Michaelaalo/Data_Anonymizer_Project_using_Machine_Learning

Project Summary: Anonymizing Customer Reviews Using Presidio and spaCy

In this project, we aimed to protect sensitive information within a dataset of customer reviews by anonymizing Personally Identifiable Information (PII) using Microsoft Presidio and spaCy. Below is a concise summary of the steps and processes involved in the project:

Setup and Installation 📦

First, we installed the necessary Python libraries, including pandas for data manipulation, presidio-analyzer and presidio-anonymizer for PII detection and anonymization, and spacy for Named Entity Recognition (NER). We also downloaded the spaCy language model (en_core_web_lg) to enhance PII detection capabilities.

pip install pandas presidio-analyzer presidio-anonymizer spacy
python -m spacy download en_core_web_lg

Loading and Exploring the Dataset 📊

We downloaded the "Customer Review" dataset from Kaggle, loaded it into a Pandas DataFrame, and explored its structure, focusing on columns that potentially contain PII, such as 'Customer name'.

import pandas as pd

# Load the dataset
df = pd.read_csv('Customer Review.csv', encoding='ISO-8859-1')
print(df.head())

Initializing Presidio with spaCy 🔍

We configured Presidio to use the spaCy model for NER by setting up the AnalyzerEngine with spaCy's en_core_web_lg model and initialized the AnonymizerEngine to handle the anonymization process.

from presidio_analyzer import AnalyzerEngine
from presidio_analyzer.nlp_engine import NlpEngineProvider
from presidio_anonymizer import AnonymizerEngine
from presidio_anonymizer.entities import OperatorConfig

# Load spaCy model
import spacy
nlp = spacy.load("en_core_web_lg")

# Configure the NLP engine with spaCy
nlp_engine_provider = NlpEngineProvider(nlp_configuration={
    "nlp_engine_name": "spacy",
    "models": [{"lang_code": "en", "model_name": "en_core_web_lg"}]
})
nlp_engine = nlp_engine_provider.create_engine()
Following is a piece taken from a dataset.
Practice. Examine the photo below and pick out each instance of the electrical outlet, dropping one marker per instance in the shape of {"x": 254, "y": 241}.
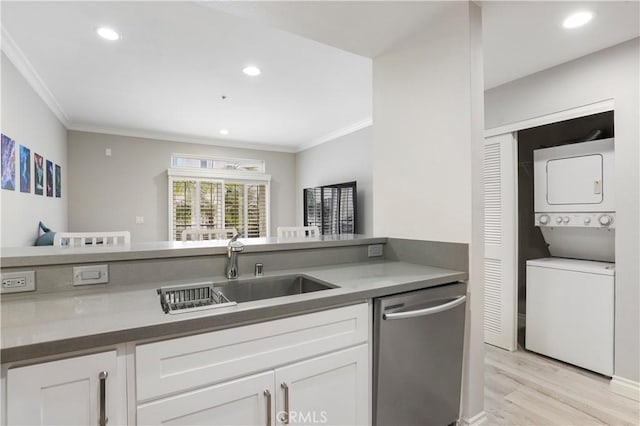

# Initialize Presidio Analyzer and Anonymizer with the spaCy NLP engine
analyzer = AnalyzerEngine(nlp_engine=nlp_engine)
anonymizer = AnonymizerEngine()

Identifying and Anonymizing PII 🔒

We defined functions to detect PII in the text using Presidio’s analyzer and to anonymize the detected PII using Presidio’s anonymizer. We applied these functions to the 'Customer name' column in the dataset, replacing detected PII with a placeholder ('ANONYMISED').

# Function to identify PII in text
def identify_pii(text):
    results = analyzer.analyze(text=text, language='en')
    return results

# Function to anonymize PII in text
def anonymize_text(text, results):
    anonymized_text = anonymizer.anonymize(
        text=text,
        analyzer_results=results,
        operators={'DEFAULT': OperatorConfig(operator_name='replace', params={'new_value': 'ANONYMISED'})}
    )
    return anonymized_text

We then applied these functions to the 'Customer name' column:

# Anonymize the 'Customer name' column
def anonymize_column(column):
    anonymized_data = []
    for text in column:
        results = identify_pii(text)
        anonymized_result = anonymize_text(text, results)
        anonymized_data.append(anonymized_result.text)
    return anonymized_data

# Apply anonymization to the 'Customer name' column
df['AnonymizedCustomerName'] = anonymize_column(df['Customer name'])
print(df[['Customer name', 'AnonymizedCustomerName']].head())

Saving the Anonymized Dataset 💾

Finally, we saved the anonymized dataset to a new CSV file, ensuring that the sensitive information is protected while retaining the overall structure and usefulness of the dataset.

# Save the anonymized dataset to a new CSV file
df.to_csv('anonymized_customer_reviews.csv', index=False)

Key Takeaways 📚

PII Detection and Anonymization: Successfully used Presidio and spaCy to detect and anonymize PII in customer reviews, demonstrating an effective approach to data privacy.
Data Privacy: Highlighted the importance of anonymizing sensitive information in datasets to comply with privacy regulations and protect user data.
Tool Integration: Showcased the integration of powerful open-source tools (Presidio and spaCy) for practical data protection tasks.

Pitfalls ⚠️

Incomplete Anonymization: Not all names were successfully anonymized in the project. This highlights the limitation of relying solely on automated tools for PII detection and the need for additional manual verification steps or more advanced custom recognizers to ensure comprehensive anonymization.

This project provides a practical example of how to implement data anonymization techniques to enhance privacy and security in data processing workflows, while also recognizing the challenges and limitations faced in achieving complete anonymization.